Designing of Scroll Saw Table
The table has to be adjusted to the woodworker’s height when sitting or standing, depending on how they operate and the height of the chair they’re using. Comfort is the key and determining factor here. For any DIY project, be sure to map out the length of the vertical pieces according to your needs.
Some craftsmen prefer their scroll saw fixed to a flat surface for no slipping, and some prefer it to be tilted towards them to be able to work with better posture when sitting. Flat varieties are common. Tables with angled surfaces can be found also. Some more advanced models have adjustable angles. It’s important to figure out your preferred style before buying your table. If you are making it yourself, you likely have the option of changing the top surface however you like later, so make riser blocks so you can unscrew and replace them later when needed.
Tables have to be sturdy, as any wrong movement could ruin the delicate and intricate woodworking that scroll saws are used for. So when buying or crafting your own, be sure to test out the stability of the table with the heavy device placed on top. It must have multiple well-balanced legs designed to prevent the table from tipping over, especially when the material being worked on is harder to saw through like certain metals.
Certain designs have castors to serve as the rear legs. This allows for the stability provided at the front and mobility when you want to move the table around. Just lift the top part and roll the table to its storage space when you’re not using it to free up space or when relocating the equipment. If the castors have locking mechanisms, then it’s even better.
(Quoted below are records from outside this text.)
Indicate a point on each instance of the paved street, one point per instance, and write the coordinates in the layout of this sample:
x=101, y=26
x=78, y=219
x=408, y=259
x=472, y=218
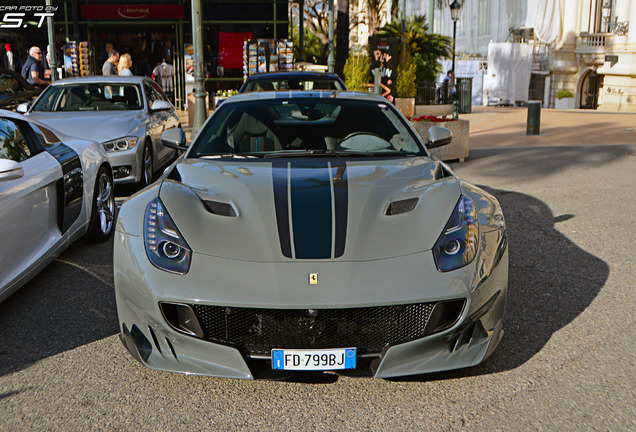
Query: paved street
x=567, y=361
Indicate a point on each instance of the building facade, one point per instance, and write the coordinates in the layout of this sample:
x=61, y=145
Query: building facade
x=583, y=46
x=154, y=31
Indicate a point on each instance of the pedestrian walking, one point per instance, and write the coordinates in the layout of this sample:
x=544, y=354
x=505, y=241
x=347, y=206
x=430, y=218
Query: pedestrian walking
x=33, y=70
x=109, y=65
x=11, y=60
x=124, y=65
x=163, y=73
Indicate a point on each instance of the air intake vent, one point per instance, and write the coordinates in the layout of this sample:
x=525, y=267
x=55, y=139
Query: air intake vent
x=219, y=208
x=400, y=207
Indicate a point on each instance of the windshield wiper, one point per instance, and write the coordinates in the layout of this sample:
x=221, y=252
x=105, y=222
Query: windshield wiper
x=316, y=152
x=225, y=156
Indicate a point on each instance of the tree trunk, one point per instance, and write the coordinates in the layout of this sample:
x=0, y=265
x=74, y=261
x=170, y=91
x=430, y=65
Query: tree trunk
x=342, y=36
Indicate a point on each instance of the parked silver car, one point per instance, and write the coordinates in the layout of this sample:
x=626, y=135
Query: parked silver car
x=54, y=189
x=127, y=115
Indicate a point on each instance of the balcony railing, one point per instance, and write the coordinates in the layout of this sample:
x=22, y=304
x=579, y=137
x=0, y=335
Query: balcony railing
x=592, y=43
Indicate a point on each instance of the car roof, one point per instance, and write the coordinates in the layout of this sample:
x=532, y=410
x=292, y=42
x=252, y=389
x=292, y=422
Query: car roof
x=294, y=74
x=297, y=94
x=101, y=79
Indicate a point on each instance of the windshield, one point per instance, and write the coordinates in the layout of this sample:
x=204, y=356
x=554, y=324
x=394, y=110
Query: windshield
x=305, y=126
x=280, y=84
x=90, y=97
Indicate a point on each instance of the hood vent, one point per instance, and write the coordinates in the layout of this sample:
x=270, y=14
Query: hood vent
x=219, y=208
x=402, y=206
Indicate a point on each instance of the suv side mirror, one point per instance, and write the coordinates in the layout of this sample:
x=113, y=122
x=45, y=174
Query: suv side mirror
x=160, y=106
x=438, y=136
x=23, y=108
x=10, y=170
x=174, y=139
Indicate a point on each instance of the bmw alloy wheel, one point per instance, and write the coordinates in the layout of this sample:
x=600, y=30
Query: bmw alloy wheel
x=105, y=203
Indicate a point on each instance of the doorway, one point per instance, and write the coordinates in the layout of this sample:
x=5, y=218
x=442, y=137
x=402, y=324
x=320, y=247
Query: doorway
x=589, y=90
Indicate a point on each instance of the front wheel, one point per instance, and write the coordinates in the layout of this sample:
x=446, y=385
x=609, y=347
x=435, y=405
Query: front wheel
x=103, y=211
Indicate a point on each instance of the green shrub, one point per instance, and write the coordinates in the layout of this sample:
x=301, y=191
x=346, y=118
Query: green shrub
x=406, y=86
x=564, y=94
x=356, y=71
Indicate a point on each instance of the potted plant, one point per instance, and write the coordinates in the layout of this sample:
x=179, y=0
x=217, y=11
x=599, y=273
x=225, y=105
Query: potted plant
x=564, y=100
x=406, y=88
x=356, y=71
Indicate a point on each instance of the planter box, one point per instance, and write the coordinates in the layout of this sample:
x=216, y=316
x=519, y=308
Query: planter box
x=565, y=103
x=457, y=149
x=406, y=106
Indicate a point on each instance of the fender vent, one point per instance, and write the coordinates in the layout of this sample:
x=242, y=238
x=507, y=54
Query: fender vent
x=402, y=206
x=219, y=208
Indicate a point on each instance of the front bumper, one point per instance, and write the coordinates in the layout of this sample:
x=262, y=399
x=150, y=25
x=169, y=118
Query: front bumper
x=140, y=287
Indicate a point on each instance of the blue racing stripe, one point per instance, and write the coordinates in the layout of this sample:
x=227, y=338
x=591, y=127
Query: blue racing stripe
x=311, y=209
x=281, y=204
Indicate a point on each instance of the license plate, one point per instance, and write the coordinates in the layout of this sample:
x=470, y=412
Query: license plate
x=320, y=359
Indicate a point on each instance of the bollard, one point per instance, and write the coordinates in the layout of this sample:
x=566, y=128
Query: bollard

It keeps the table from rocking and rolling on an uneven floor surface.
Some tables have storage shelf drawers, which is a good use of the space that is taken up by the table’s bulk. You can fit in related equipment like saw blades and accessories there. In another shelf drawer, you can fit it scraps and materials that are cut off so you can easily empty it later.
Sawing equipment is electric, unless if you have older manual models. This means that they have cords that can get in the way, especially when not in use or when they are being relocated. You don’t want to trip on it and cause the heavy machinery to tip over and crash. So look out for tables with cord winders attached to their backs. You can probably make that attachment and fix it to the table yourself if the table you bought doesn’t have it.
Round off the table’s corners if the table you bought doesn’t have soft edges. The less sharp corners you have around your work area, the better off you’ll be.
These seemingly minor details all make up a great table for everyday use. I hope this has helped know what to look for in a saw scroll table.